Arithmetics in $\lambda$-Calculus

The problem $\mathbf{P}$

We need to encode the following values and operators as $\lambda$-calculus expressions.

• Integers: 0, 1, 2, ...
• Addition: $x+y$
• Multiplication: $x\times y$
• Exponentiation: $x^y$
• Any valid integer arithmetics: $34 * (31 + 89^7)$

The solution

$\lambda$-Calculus will reduce the expression to a normal form which represents the answer as an integer value.

Integers

Encoding zero

box

The encoding of zero is given as: $$\mathbf{Encode}(0) = \lambda s.\lambda z. z$$

We will simply write it as $0 = \lambda s.\lambda z. z$ It represents a function with two arguments (with currying): It simply returns the second argument.

The intuition is that the first argument $s$ is a function that is applied to the second argument $z$ zero times.

Encoding $n$

box

Now, we can generalize the encoding of zero to other positive integers. They will be functions with two arguments applying the first argument repeatedly.

• $1 = \lambda s.\lambda z.(s\ z)$
• $2 = \lambda s.\lambda z.(s\ (s\ z))$
• $3 = \lambda s.\lambda z.(s\ (s\ (s\ z))$
• $\vdots$

Arithmetic Operations

Now, we are ready to represent the arithmetic operations in $\lambda$-calculus.

Successor

• The definition:

  The successor function returns the next integer. It can be expressed in Python as:

  def successor(n):
      return n + 1
  

• In $\lambda$-calculus, the encoding for the successor function is given as:

  $$S = \lambda n.\lambda f.\lambda x.(f\ ((n\ f)\ x))$$

  Given an integer expression, $n$, we claim that $(S\ n)$ evaluates to the integer expression for $n+1$.

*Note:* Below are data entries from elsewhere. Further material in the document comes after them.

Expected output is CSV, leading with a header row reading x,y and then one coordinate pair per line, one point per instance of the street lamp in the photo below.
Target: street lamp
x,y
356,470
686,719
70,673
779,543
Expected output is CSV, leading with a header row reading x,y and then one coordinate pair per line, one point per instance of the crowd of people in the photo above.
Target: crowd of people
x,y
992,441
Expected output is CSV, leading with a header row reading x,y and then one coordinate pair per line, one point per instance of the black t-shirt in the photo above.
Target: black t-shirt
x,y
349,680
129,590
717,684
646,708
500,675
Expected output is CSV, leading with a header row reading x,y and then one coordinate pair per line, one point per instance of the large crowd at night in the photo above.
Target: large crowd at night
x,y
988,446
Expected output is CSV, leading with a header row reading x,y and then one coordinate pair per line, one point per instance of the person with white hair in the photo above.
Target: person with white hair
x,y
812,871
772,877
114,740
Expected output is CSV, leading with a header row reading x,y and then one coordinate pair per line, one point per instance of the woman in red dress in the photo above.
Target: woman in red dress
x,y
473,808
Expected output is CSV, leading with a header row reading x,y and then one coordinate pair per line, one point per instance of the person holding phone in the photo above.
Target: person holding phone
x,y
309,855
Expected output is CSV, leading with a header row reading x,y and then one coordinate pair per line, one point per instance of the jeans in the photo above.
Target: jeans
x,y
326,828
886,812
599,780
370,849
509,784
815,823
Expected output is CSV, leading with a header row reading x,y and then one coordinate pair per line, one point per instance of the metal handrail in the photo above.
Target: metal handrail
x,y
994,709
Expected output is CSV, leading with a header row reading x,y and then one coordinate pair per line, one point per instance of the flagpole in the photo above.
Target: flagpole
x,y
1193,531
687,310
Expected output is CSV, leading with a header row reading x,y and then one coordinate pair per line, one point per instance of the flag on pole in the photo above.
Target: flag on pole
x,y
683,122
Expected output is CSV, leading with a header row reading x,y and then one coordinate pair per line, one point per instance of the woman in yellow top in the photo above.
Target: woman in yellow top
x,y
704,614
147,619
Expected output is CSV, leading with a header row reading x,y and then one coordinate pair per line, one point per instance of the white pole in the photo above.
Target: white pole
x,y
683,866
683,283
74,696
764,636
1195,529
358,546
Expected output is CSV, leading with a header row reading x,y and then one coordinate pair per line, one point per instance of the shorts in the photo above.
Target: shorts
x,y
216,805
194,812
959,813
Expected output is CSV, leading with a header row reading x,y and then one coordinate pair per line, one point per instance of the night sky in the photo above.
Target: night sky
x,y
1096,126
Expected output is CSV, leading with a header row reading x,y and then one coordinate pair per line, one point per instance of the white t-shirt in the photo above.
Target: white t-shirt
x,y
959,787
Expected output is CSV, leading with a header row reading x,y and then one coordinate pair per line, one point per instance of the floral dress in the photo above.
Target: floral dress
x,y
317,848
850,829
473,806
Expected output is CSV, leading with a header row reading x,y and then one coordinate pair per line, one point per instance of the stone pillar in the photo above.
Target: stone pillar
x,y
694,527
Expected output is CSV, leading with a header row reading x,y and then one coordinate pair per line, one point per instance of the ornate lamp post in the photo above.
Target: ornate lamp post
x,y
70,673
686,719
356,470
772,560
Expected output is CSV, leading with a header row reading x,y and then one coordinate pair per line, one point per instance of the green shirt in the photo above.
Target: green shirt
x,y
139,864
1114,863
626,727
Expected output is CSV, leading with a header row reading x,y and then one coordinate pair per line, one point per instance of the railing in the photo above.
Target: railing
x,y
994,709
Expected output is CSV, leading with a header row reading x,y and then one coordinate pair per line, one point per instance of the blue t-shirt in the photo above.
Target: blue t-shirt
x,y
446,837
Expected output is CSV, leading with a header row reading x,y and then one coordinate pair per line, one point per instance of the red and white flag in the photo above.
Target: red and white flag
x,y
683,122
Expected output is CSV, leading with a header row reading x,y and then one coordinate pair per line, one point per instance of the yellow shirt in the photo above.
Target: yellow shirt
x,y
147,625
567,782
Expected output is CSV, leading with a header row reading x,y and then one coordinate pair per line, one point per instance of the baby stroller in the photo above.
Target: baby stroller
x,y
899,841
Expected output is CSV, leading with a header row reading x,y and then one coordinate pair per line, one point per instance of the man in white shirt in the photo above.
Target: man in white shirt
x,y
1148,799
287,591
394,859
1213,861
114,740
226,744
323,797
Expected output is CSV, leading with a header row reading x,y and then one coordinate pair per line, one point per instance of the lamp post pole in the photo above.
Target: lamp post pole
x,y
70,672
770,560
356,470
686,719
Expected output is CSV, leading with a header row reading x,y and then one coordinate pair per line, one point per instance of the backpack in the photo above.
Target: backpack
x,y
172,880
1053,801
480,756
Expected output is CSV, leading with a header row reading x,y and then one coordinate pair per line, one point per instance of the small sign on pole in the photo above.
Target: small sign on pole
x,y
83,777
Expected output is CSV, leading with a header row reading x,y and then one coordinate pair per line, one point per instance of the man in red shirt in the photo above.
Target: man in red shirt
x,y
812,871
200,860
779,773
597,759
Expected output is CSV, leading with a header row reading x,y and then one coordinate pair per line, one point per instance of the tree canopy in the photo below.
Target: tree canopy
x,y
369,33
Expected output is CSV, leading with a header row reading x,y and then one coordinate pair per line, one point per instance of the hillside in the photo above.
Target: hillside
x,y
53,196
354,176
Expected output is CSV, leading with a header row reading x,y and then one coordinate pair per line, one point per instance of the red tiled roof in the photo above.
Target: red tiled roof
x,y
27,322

• It helps to get some intuition behind the definition of $S$.

  The input of $S$ is a number $n$ given as $n(f,x) = \underbrace{f f f \dots f}_{n\ \mathrm{times}} (x)$.

  So, the action of $S$ can be explained as:

  $$\begin{eqnarray} && S(n, f, x) \ &=& f(n(f,x)) \ &=& f(\underbrace{f f f \dots f}_{n\ \mathrm{times}}(x)) &=& (n+1)(f, x) \end{eqnarray}$$

  Therefore, $$ (S\ n) = (n+1) $$

Addition

• The definition:

  The addition $m+n$ can be implemented using repeated application of the successor function $m$-times to the number $n$.

  def add(m, n):
      result = n
      for i in range(m):
          result = successor(result)
      return result
  

• We can express it as a $\lambda$-calculus expression:

  $$ + = \lambda m.\lambda n.(m\ S\ n)$$

• The intuition:

  Observe that $(m f x) = (\underbrace{f\dots f}_{m\ \mathrm{times}} x)$. Therefore, with $f = S$ and $x = n$, we have: $$ \begin{eqnarray} (m S n) &=& (\underbrace{S\dots S}_{m\ \mathrm{times}} n) \\ &=& n + \underbrace{1 + 1 \dots+1}_{m\ \mathrm{times}} \\ &=& n + m \end{eqnarray} $$

Multiplication

• The definition:

  Let's first express multiplication using additions.

  def multiply(m, n):
      result = 0
      for i in range(m):
          result = add(result, n)
      return result
  

• Encoding multiplication in $\lambda$-calculus:

  We observe that multiply(m,n) is applying the function $\lambda$x.add(n,x) to 0 repeatedly $m$ times.

  $$\times = \lambda m.\lambda n.m(\lambda x. nSx)0$$ where recall $0 = \lambda f.\lambda z.z$.

Exponentiation

• The definition:

  The exponentiation procedure can be expressed in terms of multiplication:

  $$ m^n = \underbrace{m\times m\times m\times \dots \times m}_{n\ \mathrm{times}} \times 1 $$

• This can be expressed in $\lambda$-calculus:

  $$ m^n = (n\ (\lambda x. (\times\ m\ x))\ 1) $$ where $1 = \lambda f.\lambda z.(f\ z)$

  As a proper $\lambda$-calculus expression, we define:

  $$ \exp = \lambda m.\lambda n.(n\ (\lambda x. (\times\ m\ x))\ 1) $$

Summary

box

• $\lambda$-calculus can be used to express integers and basic arithmetic operations.

• Any integer arithmetic problems (e.g. $10 \times (3 + 423)^{42}$) can be encoded into a $\lambda$-calculus expression.

• Using the rewrite rules, the resulting normal form is the answer.